Pomimo tego, iż językiem wilamowskim posługuje się niespełna 100 mieszkańców Wilamowic, jest on przedmiotem badań naukowych wielu uczelni w kraju i zagranicą. UNESCO wciągnęło wilamowski na mapę języków ginących. Dzięki staraniom Uniwersytetu Warszawskiego oraz Stowarzyszenia "Wilamowianie" wydano pierwszy podręcznik do nauki tego języka.
- Chcemy uratować język wilamowski, a konkretnie podnieść jego status i uznać go za język regionalny, w tym celu przygotowany został projekt ustawy. Niestety Komisja Mniejszości Narodowych i Etnicznych głosami PiS-u ten projekt odrzuciła, pomimo tego, iż ten język spełnia wszelkie warunki formalne języka regionalnego, a także odpowiada misji wspomnianej Komisji, czyli ochrony dziedzictwa kulturowego, w tym również i językowego, Polek i Polaków, którzy jednocześnie są przedstawicielami mniejszości narodowych – mówiła Wanda Nowicka podczas konferencji prasowej, która odbyła się w językach polskim i wilamowskim. W spotkaniu z dziennikarzami udział wzięli również przedstawiciele nauki oraz środowiska wilamowian: Tymoteusz Król, przedstawiciel stowarzyszenia „Wilamowianie”; dr Maciej Mętrak z Instytutu Slawistyki PAN oraz Klaudia Hołodewicz, Przemysław Pawelec i Mohammadreza Rezazadeh.
Art. 27 konstytucji stanowi, że językiem urzędowym jest polski, jednak jak zaznaczono, zapis ten nie narusza praw mniejszości narodowych i etnicznych wynikających z ratyfikowanych umów międzynarodowych. Podstawową regulację stanowi art. 35, który mówi o zapewnianiu przez państwo wolności do zachowania i rozwoju własnego języka, zachowania obyczajów i tradycji oraz rozwoju własnej kultury.
W rozumieniu ustawy o mniejszościach narodowych i etnicznych oraz języku regionalnym, za język regionalny uważa się taki, który jest tradycyjnie używany na danym terytorium państwa przez jego obywateli, stanowiących grupę liczebnie mniejszą od reszty ludności tego państwa.

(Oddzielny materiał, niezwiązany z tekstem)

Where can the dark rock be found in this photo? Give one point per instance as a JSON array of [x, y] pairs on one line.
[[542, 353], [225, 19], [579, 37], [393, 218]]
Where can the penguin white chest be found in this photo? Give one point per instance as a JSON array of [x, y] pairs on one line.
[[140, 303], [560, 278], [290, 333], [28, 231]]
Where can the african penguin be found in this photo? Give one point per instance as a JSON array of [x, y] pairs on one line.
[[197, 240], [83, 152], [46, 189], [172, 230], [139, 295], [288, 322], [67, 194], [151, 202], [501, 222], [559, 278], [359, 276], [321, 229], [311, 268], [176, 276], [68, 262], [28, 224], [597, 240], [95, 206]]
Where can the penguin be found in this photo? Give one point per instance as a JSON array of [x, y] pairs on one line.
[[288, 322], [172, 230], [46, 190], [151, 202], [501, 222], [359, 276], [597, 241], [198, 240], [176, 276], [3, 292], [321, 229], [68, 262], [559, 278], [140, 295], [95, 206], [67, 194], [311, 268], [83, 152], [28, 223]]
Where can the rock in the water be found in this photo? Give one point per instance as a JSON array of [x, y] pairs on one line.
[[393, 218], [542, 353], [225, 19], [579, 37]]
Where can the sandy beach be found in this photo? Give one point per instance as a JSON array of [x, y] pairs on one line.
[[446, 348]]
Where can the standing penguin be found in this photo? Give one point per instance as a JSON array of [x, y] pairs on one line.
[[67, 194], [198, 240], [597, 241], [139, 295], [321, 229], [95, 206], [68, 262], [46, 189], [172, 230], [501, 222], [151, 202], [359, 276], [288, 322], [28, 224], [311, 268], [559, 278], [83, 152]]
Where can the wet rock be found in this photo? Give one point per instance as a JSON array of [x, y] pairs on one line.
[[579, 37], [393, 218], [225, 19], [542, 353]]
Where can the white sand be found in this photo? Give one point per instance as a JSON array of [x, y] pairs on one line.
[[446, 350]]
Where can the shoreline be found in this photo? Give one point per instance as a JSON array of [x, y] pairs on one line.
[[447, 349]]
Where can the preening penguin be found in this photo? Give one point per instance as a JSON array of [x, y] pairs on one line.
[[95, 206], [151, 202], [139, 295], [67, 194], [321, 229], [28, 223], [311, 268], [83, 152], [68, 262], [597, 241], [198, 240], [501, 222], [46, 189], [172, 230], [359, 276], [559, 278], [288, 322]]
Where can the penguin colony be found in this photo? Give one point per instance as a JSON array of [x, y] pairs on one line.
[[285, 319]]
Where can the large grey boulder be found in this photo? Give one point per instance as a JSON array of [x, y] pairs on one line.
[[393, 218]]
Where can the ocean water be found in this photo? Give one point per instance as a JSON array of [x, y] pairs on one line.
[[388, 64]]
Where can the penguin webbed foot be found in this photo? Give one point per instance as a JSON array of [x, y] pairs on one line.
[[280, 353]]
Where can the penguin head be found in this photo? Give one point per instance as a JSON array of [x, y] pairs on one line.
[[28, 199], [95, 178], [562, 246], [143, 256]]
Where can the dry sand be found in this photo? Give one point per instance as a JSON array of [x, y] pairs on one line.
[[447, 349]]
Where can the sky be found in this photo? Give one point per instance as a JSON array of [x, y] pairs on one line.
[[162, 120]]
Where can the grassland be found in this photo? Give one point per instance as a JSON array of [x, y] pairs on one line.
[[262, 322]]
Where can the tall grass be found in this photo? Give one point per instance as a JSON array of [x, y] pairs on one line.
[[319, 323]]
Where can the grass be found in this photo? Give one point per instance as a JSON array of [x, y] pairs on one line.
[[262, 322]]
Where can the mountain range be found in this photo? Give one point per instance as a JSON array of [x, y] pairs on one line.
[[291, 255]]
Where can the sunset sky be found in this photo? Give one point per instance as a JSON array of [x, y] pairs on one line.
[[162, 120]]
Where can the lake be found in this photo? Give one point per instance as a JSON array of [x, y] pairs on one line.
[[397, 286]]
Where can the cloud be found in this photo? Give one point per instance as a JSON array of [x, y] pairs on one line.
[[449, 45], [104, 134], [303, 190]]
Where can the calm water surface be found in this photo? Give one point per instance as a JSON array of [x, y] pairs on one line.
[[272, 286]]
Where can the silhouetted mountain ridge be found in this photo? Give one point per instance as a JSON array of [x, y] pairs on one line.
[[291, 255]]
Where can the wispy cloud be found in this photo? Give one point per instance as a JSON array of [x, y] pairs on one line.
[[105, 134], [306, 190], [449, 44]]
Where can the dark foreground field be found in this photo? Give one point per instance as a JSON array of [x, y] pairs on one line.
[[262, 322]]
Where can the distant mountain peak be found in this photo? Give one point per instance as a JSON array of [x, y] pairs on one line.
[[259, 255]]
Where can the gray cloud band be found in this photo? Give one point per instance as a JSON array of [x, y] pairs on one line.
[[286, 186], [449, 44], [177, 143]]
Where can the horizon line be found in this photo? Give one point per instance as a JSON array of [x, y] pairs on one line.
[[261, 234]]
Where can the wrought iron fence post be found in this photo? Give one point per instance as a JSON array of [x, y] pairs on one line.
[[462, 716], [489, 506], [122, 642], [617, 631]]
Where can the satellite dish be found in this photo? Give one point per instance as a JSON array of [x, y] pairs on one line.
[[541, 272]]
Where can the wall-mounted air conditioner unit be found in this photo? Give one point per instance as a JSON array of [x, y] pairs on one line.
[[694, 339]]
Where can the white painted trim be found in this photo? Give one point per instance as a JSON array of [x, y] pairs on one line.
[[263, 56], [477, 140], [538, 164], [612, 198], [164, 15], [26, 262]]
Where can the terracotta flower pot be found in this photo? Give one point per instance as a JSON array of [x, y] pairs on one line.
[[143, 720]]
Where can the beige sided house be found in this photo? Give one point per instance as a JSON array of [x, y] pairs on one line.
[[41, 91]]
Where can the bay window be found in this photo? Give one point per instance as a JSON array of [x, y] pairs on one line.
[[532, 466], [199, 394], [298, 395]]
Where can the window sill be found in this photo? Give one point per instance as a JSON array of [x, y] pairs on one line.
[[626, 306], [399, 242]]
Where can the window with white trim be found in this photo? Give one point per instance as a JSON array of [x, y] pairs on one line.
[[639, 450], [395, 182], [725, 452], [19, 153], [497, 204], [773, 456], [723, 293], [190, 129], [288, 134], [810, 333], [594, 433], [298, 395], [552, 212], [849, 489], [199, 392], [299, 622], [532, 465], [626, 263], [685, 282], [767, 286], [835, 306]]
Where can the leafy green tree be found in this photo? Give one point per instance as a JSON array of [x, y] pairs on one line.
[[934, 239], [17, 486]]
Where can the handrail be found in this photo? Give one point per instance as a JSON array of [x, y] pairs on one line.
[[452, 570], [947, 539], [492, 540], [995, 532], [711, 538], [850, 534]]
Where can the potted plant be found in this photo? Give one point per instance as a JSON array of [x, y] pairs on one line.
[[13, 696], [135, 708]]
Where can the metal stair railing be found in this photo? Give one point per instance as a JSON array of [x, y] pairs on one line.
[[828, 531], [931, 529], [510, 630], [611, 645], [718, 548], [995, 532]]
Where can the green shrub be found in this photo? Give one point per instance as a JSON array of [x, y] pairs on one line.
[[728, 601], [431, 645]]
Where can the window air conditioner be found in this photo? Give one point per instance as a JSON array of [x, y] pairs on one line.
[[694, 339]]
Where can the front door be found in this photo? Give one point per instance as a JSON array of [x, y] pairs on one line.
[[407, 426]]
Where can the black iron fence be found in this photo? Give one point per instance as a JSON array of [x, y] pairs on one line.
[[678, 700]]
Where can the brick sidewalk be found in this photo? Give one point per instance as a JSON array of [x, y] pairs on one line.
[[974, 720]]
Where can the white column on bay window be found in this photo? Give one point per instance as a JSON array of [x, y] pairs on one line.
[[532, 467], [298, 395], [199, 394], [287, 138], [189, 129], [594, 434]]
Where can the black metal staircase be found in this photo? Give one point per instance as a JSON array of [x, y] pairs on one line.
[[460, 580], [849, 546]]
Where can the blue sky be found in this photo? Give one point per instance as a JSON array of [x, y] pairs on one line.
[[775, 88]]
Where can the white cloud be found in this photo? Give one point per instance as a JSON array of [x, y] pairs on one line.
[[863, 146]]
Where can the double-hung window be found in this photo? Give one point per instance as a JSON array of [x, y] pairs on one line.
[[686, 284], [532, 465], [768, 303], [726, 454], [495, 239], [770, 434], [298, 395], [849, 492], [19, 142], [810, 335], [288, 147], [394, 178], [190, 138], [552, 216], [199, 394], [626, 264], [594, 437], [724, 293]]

W Polsce taki status przyznano dotychczas jedynie kaszubskiemu, którym jak się szacuje posługuje się około 228 tys. osób.
- Język wilamowski jest językiem wymierającym, co stwierdza UNESCO. Zgodnie z europejską kartą ochrony języków regionalnych i mniejszościowych Polska jest zobowiązana do ochrony języków, jako dobra kulturowego oraz dziedzictwa, które pokazuje jak bardzo jesteśmy różnorodni. I jak ważne jest, abyśmy tą różnorodność kulturową i etniczną czy językową zachowywali – oceniła Nowicka. - W imieniu posłanek i posłów Lewicy oraz przedstawicieli innych ugrupowań opozycyjnych zgłaszam projekt ustawy, aby uznać język wilamowski za język regionalny – dodała.